The looks of a car model vary, sometimes slightly and sometimes significantly, between trims. A lot of that variance comes in terms of interior features, screens, and trims. But a major difference, in terms of the safety of the prospective car buyer and everyone else, is something most buyers wouldn’t notice at the dealership or in a daytime test drive: headlights.
Again and again, the Insurance Institute for Highway Safety releases safety ratings (often championed by the car companies themselves) for new cars, often with one main condition: That people have to pay up for the good headlights. If they don’t, they risk buying vehicles with IIHS’ lowest-rated headlights and ending up on dark roads with inadequate vision—likely without even knowing it at the time of the purchase.
We saw it on the 2018 Hyundai Kona. We saw it on the 2019 Volkswagen GTI. We saw it on the BMW X5, which has LEDs on both its headlights that earned IIHS’ lowest rating, “poor,” and its highest, “good.” We even saw it on the 2019 Kia Stinger, which starts around $33,000. Now, we’re seeing it on the 2020 Kia Soul.
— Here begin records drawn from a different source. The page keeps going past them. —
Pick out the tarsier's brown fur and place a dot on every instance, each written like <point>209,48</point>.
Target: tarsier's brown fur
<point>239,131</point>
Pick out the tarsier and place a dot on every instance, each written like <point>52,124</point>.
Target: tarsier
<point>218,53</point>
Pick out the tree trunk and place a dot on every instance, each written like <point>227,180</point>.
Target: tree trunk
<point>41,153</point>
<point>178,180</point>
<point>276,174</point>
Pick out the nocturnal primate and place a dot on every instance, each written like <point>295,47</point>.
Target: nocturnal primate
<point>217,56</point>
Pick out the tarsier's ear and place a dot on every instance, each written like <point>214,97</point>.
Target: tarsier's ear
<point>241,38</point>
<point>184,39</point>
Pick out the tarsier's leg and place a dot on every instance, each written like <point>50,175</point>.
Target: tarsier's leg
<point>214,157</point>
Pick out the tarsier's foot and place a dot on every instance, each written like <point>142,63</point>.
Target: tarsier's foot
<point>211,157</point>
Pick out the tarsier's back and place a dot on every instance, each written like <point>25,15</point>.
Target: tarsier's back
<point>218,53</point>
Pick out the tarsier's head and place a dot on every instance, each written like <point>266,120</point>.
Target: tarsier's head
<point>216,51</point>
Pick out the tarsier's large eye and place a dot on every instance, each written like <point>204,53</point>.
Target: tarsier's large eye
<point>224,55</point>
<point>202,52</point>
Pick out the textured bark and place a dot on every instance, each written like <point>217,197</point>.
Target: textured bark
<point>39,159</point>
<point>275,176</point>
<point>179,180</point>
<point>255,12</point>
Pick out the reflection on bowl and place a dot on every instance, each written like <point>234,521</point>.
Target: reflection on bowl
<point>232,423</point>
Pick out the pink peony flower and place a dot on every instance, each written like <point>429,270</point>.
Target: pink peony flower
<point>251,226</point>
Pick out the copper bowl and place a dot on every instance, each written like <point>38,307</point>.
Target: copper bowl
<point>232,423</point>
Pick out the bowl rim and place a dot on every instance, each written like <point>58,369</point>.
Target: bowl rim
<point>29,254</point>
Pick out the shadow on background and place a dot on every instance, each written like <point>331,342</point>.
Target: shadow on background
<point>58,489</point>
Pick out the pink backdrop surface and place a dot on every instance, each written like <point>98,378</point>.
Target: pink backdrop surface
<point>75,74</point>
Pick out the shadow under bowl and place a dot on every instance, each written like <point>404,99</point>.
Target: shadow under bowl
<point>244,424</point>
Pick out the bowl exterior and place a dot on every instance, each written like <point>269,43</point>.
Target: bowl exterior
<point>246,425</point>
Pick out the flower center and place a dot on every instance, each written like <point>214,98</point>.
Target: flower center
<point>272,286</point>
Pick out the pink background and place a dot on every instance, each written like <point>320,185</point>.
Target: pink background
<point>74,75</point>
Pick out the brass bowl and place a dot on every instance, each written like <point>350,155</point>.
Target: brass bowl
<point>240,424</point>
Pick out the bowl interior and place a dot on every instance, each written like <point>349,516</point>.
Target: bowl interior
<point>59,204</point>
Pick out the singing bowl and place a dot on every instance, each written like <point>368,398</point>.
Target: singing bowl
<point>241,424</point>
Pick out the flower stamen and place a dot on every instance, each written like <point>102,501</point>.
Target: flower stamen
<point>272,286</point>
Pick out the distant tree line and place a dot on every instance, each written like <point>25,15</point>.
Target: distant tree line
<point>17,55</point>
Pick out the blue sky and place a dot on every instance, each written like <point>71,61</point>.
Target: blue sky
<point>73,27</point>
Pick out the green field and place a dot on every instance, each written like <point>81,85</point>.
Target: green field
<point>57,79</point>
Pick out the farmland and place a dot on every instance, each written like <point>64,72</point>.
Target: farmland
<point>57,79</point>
IIHS announced the Soul’s new ratings and receipt of its highest safety award on Tuesday, with that ever-famous disclaimer: “when equipped with optional front crash prevention and specific headlights.” That’s because the two most expensive trims of the new Soul, the $24,190 EX Designer Collection and the $27,490 turbocharged GT Line, have LED headlights with “good” ratings. The lower S, GT Line, EX, X Line and LX trims have various halogen headlights all got “poor” ratings from IIHS. There is no middle ground on the Soul.
The reasons for the poor headlight ratings vary slightly from option to option, but they can all be found here.
This trend of better headlights for better trims isn’t new. IIHS documented it in the context of a model year, and found that the only models it tested in 2018 with “good” headlights on every trim were the Genesis G90 and Lexus NX SUV. The NX started around $35,000 at the time, and the G90 at just under $70,000.
The trend is also, arguably, right in line with new safety and crash-avoidance technology: The more people pay for a new car, the more features they get. But headlights aren’t a little signal in a car’s mirror that there’s something in the next lane, or a beep to warn a driver that they might be getting too close to an object. They’re a necessary element of night driving, and trim choice shouldn’t decide whether someone gets to illuminate the road safely enough or not.
Mazda’s also proven that the debate can’t fall back on better headlights costing drastically more, as the Mazda 3’s headlight ratings glow about as much as the lights themselves. Every trim of the 2019 car had “acceptable” LED headlights, which is IIHS’ step below “good,” and it starts at just $21,000—low, for a new car in America.
Headlights are basic safety, and it’s been shown, at least on the Mazda 3, that decent ones are achievable on lower, more inexpensive trims. So, the question becomes: Why aren’t safe headlights universally standard features by now?